Friday 24 May 2013

Andris Biedrins will not opt out of his $9 million contract for 2013-14, surprising no one

With small-ball lineups reigning the NBA these days, the third-string center has become something of a lost figure. On the rare occasions when these players do get off the bench, it's typically only to provide fouls or eat up a few minutes in the event of injury. They've always been role players, but now that job is becoming increasingly minor and perhaps surplus to requirements.

Some players persist, though, including Golden State Warriors big man Andris Biedrins. Despite averaging only 9.3 minutes in 53 games this season (with ostensible starter Andrew Bogut missing 50 games), Biedrins has a player option worth $9 million for the 2013-14 season, the last year of the six-year, $54 million extension he signed as a very promising player in July 2008. To the surprise of no one, Biedrins has chosen not to exercise that early termination option. From Chris Haynes for CSNNW.com (via PBT):

As was expected, Golden State Warriors center Andris Biedrins will exercise his player option and return to the Bay Area for the 2013-14 season, according to his agent Bill Duffy. [...]

“He will not opt out,” Duffy stated clearly to CSNNW.com.

General Manager Bob Myers has some tough decisions to make being that the Warriors are destined to be luxury tax payers next season with roughly $75 million in salary tied-up.

The punitive luxury tax system goes into effect and Carl Landry (player option), Jarrett Jack (free agent) are integral pieces the organization would hope to retain.

To be clear, this is not news because of the announcement, which was as predictable as anything that has happened in the NBA this season.

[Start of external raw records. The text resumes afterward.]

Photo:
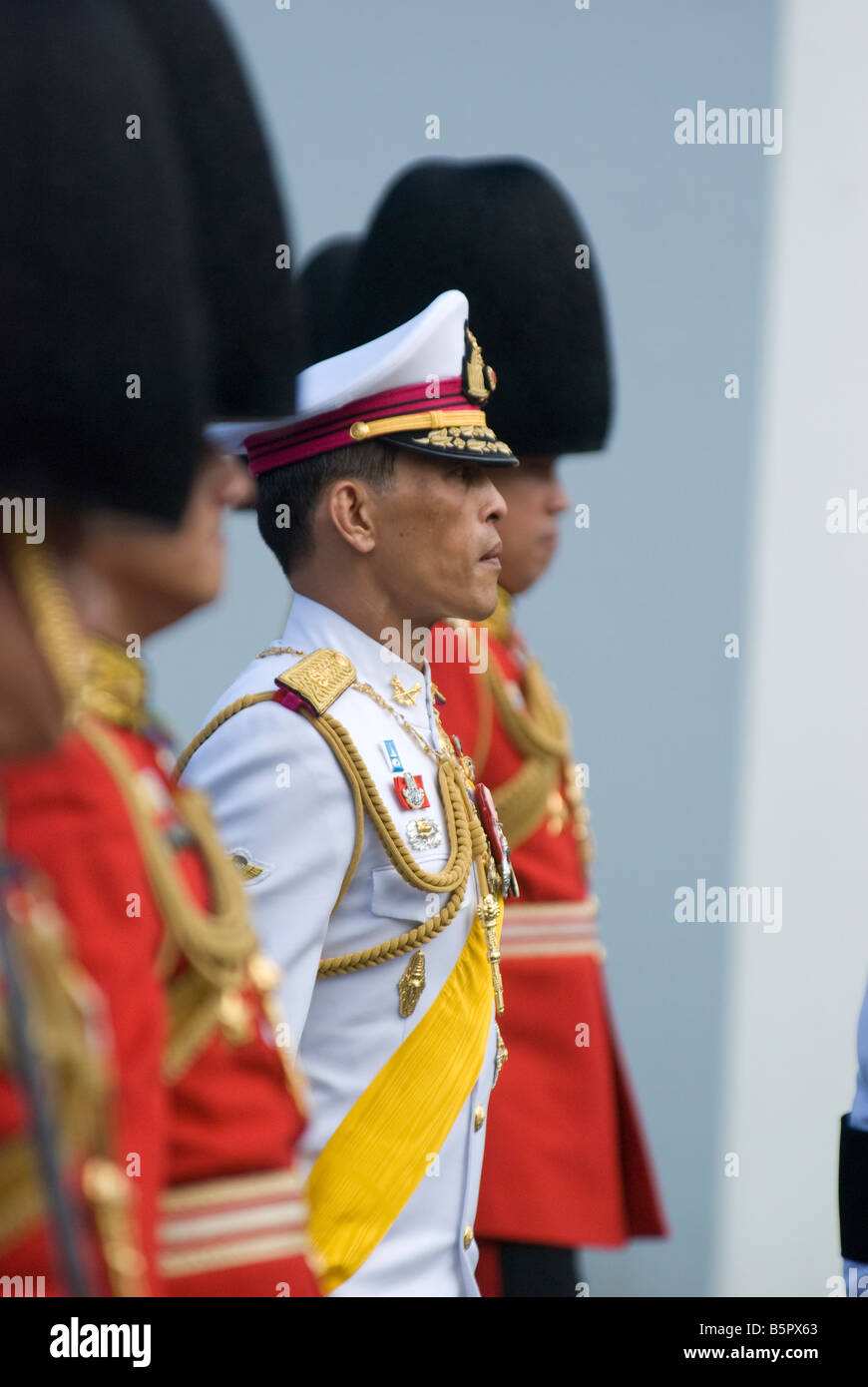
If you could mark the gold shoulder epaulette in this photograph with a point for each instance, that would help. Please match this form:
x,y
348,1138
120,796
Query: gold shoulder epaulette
x,y
319,678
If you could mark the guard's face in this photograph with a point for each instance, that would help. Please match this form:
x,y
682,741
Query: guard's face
x,y
437,536
530,532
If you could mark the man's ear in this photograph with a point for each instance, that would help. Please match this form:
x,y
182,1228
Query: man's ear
x,y
349,509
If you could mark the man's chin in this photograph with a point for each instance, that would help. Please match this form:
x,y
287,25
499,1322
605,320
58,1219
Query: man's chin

There's no way that Biedrins would make this kind of money on the open market, if he were even to get a new contract offer at all. It's a shame, too, because he once looked like the kind of big man who could thrive in this era: at his best, he was active, athletic, able to cover a lot of ground, and a solid performer in pick-and-roll situations.

Under the last collective bargaining agreement, Biedrins's $9 million salary would have been an enticing trade asset for any team looking to open up cap space for future free agents. However, with the new CBA making it easier for teams to sign their own players to extensions, it's not necessarily as valuable to hold a great deal of cap space.

The Warriors, then, are likely going to have to pay Biedrins for another year. With little-used wing Richard Jefferson holding his own $11 million player option, the Warriors could be faced with paying two end-of-bench players approximately $20 million simply because of past mistakes (Jefferson came over in a trade, but it's not as if the Warriors didn't know they'd have to pay him). That's roughly a quarter of the likely salary cap, which emphasizes just how little margin for error teams have.

Biedrins and Jefferson signed these contracts fairly long ago, to the point where general managers can't be faulted too much for not predicting they'd become albatrosses under a then-undefined CBA. Nevertheless, their effect on the cap for this upcoming season suggests that these lucrative deals might not exist for valued role players in the future. With each contract getting teams closer to a more punitive luxury tax, it makes little sense to risk massive payouts on all but the best players on a team. If a player's success seems at all tenuous, why risk financial headaches for uncertain rewards? We could see more extreme salaries, with a team's most valuable players getting up near the max-level salary and everyone else inching nearer to the minimum. In effect, it might mean the marginalization of the NBA's middle class.